Percy was already tired, and battle had yet to commence. Despite his understanding that the sea could provide strength, currently he was pushing more than he received. The currents off Naulochus answered to him. He pushed them as needed to assemble Agrippa's ships. The average sailor would never see the difference but those old and wizened could tell the seas were different this morning. Percy knew he could not produce a storm powerful enough to affect the enemy without endangering his own compatriots. He knew he could produce the storm; he did not know if he could control it.
It appeared to his eye that the Pompeiians ships included a larger number of the heavier vessels absent off Mylae. The bastard can learn at least, Percy thought as he looked down the long row of warships. No longer was the ship he stood upon the only hexareme. Nearly two dozen of the large vessels anchored the large oaken wall that now stood opposite Sextus. Nearly a mile away, Agrippa stood upon the forecastle of another hexareme.

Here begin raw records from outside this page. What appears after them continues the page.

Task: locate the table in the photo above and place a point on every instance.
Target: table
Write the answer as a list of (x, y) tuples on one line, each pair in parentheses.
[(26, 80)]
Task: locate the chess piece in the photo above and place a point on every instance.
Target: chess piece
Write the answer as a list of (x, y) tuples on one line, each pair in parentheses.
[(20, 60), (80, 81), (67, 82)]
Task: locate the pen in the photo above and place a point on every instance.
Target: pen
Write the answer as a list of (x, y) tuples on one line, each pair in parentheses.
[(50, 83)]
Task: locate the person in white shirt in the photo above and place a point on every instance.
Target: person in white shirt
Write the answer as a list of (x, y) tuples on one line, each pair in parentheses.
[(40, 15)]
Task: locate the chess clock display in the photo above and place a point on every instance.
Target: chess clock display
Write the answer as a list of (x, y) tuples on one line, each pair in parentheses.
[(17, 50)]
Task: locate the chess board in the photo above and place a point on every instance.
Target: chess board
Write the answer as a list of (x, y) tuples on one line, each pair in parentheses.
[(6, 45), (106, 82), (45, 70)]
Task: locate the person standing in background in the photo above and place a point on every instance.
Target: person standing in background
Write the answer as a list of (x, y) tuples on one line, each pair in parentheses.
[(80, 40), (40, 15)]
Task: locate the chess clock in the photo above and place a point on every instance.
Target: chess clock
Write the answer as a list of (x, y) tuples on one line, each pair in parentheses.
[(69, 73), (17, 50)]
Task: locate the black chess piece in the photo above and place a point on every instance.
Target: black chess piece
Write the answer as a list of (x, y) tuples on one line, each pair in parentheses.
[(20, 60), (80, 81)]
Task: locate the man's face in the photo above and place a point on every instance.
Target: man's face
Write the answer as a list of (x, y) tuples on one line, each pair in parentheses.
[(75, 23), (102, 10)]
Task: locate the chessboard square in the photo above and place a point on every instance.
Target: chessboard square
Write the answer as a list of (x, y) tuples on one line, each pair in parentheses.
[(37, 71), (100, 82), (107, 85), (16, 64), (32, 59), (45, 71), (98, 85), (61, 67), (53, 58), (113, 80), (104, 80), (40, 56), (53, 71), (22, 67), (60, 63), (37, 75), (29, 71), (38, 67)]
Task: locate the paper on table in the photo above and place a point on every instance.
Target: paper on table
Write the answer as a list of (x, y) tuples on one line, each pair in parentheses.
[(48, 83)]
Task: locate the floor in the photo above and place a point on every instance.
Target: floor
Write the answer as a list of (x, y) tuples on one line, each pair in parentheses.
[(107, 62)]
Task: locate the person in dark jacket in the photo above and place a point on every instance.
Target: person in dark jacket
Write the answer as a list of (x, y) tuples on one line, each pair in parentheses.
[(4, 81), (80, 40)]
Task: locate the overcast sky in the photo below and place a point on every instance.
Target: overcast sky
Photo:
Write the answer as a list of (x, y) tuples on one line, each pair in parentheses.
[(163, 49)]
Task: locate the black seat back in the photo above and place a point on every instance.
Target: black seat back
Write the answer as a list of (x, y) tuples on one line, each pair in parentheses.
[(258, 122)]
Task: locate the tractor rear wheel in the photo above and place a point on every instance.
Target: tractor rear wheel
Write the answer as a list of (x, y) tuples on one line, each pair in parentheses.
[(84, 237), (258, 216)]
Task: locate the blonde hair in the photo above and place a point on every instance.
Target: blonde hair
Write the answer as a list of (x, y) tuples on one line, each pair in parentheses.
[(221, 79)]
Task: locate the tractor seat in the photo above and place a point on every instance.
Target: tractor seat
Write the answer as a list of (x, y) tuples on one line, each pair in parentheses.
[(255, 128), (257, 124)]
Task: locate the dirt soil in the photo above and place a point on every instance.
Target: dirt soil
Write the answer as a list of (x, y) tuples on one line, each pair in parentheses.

In the distance a horn sounded. Soon the trumpet call echoed along the line. With each iteration, more ships surged forward. Percy looked to the master of the vessel upon which he stood. He nodded and the drums began to throb from under the decks as hundreds of men again bent their backs over the oars. Sweat and other fluids ran the depth of the hold as the oarsmen perspired and relieved themselves upon the benches that served as their place of duty until the end of the battle. They sat in three rows with two men per oar. Ninety oars per side gave the hexareme a rowing crew of three hundred and sixty, more than that of the larger quinqueremes. Twenty additional crewmen managed the deck while Percy led one hundred and twenty-five marinii. The extra men with the same number of oars gave the hexareme an advantage in speed.
Those benches, however, would see their efforts and their deaths should enemy vessels attempt to ram them. There was no escape from the labyrinthine underdecks. Dark water would froth and roar as it filled the cavernous hold and as Neptune claimed the ship he would gain their lives as well. As had long been and would always be, there were few wounded in a naval battle. There were those that lived above and those that sank beneath the waves for eternity. These men would row until their bodies gave out or they won. Twenty thousand slaves had been freed to man the oars. The only chance the wretches had to enjoy freedom was to survive the battles they powered.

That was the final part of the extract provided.